Un esame professionale per i gestori C’è chi ha fatto proprio subito il concetto di network avanzato dai relatori del convegno di BancaFinanza. Ci riferiamo al sistema delle sim di consulenza che si sono riunite in una associazione di categoria, Ascosim. «Le sim hanno avviato una collaborazione che si è poi formalizzata in un’associazione che ha lo scopo di far conoscere sul mercato il concetto del servizio di consulenza in materia di investimenti», ha spiegato Scolari. «Il secondo scopo dell’associazione è di sviluppare il coordinamento tra le diverse società che possono scambiarsi informazioni e risorse, così da operare al meglio. Il terzo obiettivo è quello di dialogare in modo unitario nei confronti delle autorità di vigilanza, cosa che abbiamo già iniziato e continueremo a fare».

Secondo Scolari, il futuro dei fondi comuni è strettamente legato all’affermazione della consulenza a pagamento nel nostro Paese. «Uno sviluppo corretto del servizio di consulenza in materia di investimenti e fornito in modo indipendente non può che contribuire alla crescita del risparmio gestito. Una tesi confermata, secondo il segretario generale di Ascosim, da quanto è accaduto in altri Paesi europei come la Germania e l’Olanda, dove a fronte di un maggiore sviluppo della consulenza in materia di investimenti è corrisposto un maggior utilizzo di strumenti di risparmio gestito». Per Scolari, infatti, «il servizio di consulenza deve coprire tutto il portafoglio, con un utilizzo di tutti gli strumenti finanziari disponibili sul mercato. Normalmente, nella consulenza si assiste a un maggior utilizzo di strumenti di risparmio gestito, siano essi attivi che passivi. Se il pricing è strutturato in modo tale da non generare distorsioni nell’utilizzo degli strumenti, credo che nel portafoglio ottimale suggerito da una società di consulenza possano trovare posto sia i fondi di qualità che gli Etf».

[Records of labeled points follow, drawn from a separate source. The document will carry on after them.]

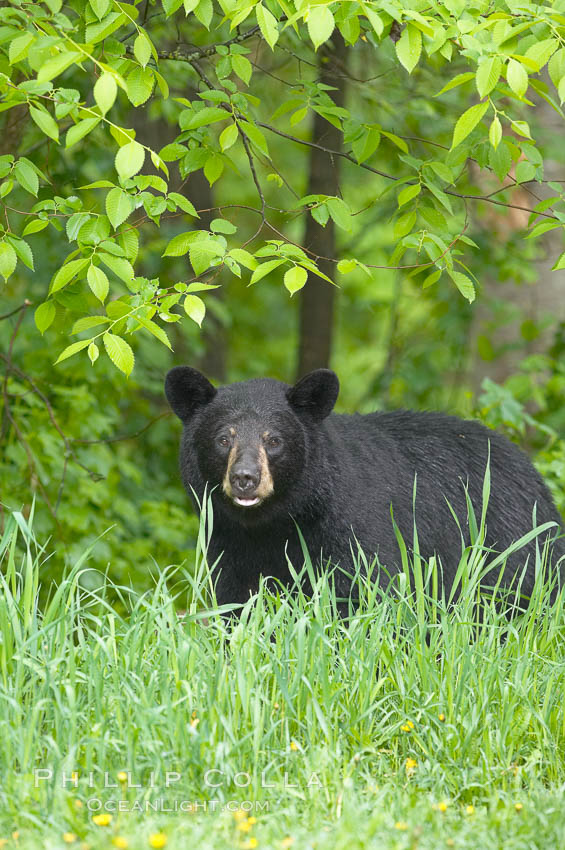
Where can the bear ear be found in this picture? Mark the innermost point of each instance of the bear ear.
(186, 390)
(315, 394)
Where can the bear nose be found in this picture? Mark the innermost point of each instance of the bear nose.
(244, 479)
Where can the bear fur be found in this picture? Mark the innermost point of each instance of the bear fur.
(274, 457)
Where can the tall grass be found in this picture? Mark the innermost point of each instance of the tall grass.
(332, 729)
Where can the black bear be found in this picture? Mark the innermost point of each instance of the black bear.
(274, 458)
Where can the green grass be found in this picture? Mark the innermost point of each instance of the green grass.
(314, 716)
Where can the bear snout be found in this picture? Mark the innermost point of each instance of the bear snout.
(244, 480)
(248, 479)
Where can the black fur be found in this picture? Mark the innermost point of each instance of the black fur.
(336, 477)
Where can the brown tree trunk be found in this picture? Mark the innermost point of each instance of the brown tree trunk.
(317, 299)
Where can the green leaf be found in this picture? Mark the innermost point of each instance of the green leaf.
(105, 92)
(456, 81)
(264, 269)
(129, 160)
(179, 245)
(93, 352)
(213, 168)
(172, 152)
(119, 205)
(44, 316)
(321, 24)
(242, 67)
(35, 226)
(195, 308)
(522, 128)
(55, 66)
(67, 272)
(467, 122)
(541, 51)
(23, 251)
(220, 225)
(374, 19)
(488, 74)
(495, 132)
(19, 47)
(142, 49)
(8, 259)
(121, 267)
(408, 193)
(525, 171)
(256, 135)
(500, 160)
(182, 202)
(100, 7)
(556, 67)
(228, 137)
(366, 144)
(295, 278)
(340, 212)
(409, 47)
(205, 116)
(155, 329)
(119, 352)
(72, 349)
(88, 322)
(517, 77)
(244, 257)
(45, 122)
(80, 130)
(464, 284)
(346, 266)
(268, 25)
(139, 85)
(26, 177)
(98, 282)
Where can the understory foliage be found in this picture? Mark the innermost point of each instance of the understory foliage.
(154, 173)
(74, 73)
(411, 721)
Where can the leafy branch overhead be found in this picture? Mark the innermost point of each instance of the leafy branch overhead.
(238, 86)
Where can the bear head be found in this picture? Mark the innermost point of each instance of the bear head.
(250, 442)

Scolari ha chiuso il suo intervento lanciando una proposta: è ora di istituire un esame anche per i gestori dei fondi. In Italia esiste un esame per fare il promotore finanziario, è previsto anche per il consulente finanziario ma è davvero paradossale che non sia previsto un esame per la professione del gestore. Chiunque può fare il gestore in Italia. «Come Ascosim», ha affermato Scolari, «auspichiamo che chi svolge l’attività di consulenza abbia non solo seguito corsi di formazione ma anche che abbia ottenuto risultati di qualificazione, abbia cioè superato esami fondati su standard internazionali.

Questo deve valere in tutti i campi della finanza, nella consulenza come nella gestione dei fondi».